The era of rationality.
The author monitors the ship's role in the European renaissance. Henry Al-Fateh (1394-1460) supervised a plan to organize the discovery of water crossings in the Atlantic Ocean, benefiting from the development of shipbuilding in the commercial Mediterranean cities. 

Later, Noueihed explains, Vasco de Gama’s discovery of India’s path in 1498 came after important political, cognitive and geographical transformations. On the political side, Spain succeeded in ending the Islamic presence in Europe with the fall of the Principality of Granada in 1492. This is the year in which Christophe Columbus succeeded in penetrating the ocean. The Atlantic and reaching America without knowing that it has made the most important geographical achievement in contemporary human history.   
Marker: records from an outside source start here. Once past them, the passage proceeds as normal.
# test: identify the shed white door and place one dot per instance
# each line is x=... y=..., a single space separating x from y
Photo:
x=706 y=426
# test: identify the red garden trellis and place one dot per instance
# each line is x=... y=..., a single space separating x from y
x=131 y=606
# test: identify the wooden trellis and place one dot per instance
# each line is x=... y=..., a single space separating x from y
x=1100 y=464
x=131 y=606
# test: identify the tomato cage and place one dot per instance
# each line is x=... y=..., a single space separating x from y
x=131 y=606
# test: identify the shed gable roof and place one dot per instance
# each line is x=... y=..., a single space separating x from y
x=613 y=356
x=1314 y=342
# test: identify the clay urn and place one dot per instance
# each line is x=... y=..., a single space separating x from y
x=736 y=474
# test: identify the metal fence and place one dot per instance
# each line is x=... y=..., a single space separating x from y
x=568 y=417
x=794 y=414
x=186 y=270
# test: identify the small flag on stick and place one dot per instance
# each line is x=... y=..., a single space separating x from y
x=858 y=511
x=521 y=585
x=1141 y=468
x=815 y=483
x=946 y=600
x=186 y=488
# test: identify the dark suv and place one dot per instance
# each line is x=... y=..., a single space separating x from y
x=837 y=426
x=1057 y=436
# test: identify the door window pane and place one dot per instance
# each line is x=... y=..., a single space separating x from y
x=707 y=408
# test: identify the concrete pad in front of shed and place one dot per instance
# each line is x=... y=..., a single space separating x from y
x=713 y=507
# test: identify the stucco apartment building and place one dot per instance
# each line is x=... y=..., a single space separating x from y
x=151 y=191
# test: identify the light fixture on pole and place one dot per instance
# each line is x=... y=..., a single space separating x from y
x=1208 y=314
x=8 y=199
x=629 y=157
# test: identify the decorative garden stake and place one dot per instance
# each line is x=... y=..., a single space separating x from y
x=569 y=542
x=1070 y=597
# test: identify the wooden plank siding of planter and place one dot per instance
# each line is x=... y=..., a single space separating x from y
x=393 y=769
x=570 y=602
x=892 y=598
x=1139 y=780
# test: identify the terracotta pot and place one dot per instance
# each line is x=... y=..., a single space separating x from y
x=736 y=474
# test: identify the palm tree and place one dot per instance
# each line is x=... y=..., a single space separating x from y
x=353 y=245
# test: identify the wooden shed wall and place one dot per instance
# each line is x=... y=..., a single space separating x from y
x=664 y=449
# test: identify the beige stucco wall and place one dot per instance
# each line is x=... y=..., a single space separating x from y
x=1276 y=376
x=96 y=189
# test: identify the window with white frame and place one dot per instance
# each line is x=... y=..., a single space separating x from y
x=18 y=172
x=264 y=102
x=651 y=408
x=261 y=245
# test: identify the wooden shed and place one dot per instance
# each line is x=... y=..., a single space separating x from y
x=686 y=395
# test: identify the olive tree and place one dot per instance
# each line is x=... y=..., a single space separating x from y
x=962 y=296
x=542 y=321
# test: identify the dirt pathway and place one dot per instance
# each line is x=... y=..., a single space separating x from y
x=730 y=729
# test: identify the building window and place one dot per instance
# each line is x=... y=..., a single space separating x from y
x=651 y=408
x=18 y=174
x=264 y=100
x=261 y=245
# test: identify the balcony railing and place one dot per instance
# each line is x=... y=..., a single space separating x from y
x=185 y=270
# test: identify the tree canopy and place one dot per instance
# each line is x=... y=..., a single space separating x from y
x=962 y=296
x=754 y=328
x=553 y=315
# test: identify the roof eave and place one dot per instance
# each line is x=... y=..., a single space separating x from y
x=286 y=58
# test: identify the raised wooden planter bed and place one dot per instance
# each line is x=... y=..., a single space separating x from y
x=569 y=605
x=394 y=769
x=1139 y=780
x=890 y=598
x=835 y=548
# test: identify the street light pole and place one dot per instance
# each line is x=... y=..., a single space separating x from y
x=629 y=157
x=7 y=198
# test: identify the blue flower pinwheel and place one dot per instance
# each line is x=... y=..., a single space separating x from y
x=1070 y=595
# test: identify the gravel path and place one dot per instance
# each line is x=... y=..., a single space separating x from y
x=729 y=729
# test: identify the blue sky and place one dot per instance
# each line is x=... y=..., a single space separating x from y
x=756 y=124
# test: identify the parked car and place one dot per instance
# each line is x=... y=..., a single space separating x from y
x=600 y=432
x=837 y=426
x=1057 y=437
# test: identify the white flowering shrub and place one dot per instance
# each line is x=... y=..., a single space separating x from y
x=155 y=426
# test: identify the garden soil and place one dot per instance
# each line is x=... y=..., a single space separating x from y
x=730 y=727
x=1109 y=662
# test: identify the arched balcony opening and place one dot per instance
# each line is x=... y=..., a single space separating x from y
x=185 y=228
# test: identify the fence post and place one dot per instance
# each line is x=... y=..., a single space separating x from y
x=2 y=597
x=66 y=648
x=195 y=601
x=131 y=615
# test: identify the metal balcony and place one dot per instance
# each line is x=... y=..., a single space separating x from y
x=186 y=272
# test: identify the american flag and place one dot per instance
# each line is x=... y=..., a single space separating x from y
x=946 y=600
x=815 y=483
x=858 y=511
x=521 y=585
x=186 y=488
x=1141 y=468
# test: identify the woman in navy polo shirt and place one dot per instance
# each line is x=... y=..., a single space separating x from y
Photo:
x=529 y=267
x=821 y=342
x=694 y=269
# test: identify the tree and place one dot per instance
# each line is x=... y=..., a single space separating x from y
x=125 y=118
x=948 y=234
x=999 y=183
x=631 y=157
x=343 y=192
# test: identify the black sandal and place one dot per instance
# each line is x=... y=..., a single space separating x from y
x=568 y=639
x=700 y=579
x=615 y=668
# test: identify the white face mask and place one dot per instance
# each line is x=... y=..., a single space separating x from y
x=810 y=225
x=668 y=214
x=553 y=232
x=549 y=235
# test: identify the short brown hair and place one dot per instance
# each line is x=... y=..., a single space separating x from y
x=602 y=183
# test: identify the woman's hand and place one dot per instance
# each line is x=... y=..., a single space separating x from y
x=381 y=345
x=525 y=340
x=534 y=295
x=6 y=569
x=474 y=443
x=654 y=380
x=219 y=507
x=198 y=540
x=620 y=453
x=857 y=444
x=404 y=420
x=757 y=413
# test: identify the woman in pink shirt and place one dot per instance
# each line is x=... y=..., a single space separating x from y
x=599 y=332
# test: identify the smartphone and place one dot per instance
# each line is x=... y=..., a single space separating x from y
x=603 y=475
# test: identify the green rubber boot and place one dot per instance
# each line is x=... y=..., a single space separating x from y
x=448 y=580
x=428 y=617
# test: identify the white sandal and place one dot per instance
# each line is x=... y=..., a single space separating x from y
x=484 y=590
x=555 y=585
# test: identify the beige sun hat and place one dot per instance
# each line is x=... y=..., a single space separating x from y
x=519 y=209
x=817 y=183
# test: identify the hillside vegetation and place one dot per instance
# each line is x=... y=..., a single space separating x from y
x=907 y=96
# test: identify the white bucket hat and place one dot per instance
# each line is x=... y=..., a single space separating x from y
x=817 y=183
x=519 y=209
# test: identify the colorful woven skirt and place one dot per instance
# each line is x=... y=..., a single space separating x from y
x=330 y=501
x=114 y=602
Noueihed believes that the declining role of the Church in European societies and the relatively weak prestige of the clergy (the priestly system) was the beginning of the era of the European elite with distinction in the 17th century, as the works and writings of Bacon, Galileo, Hobbes, and Descartes shined as well as Pascal, Spinoza, Newton, and Locke And Leibniz ... had it not been for them, Europe would not be the way we know it now.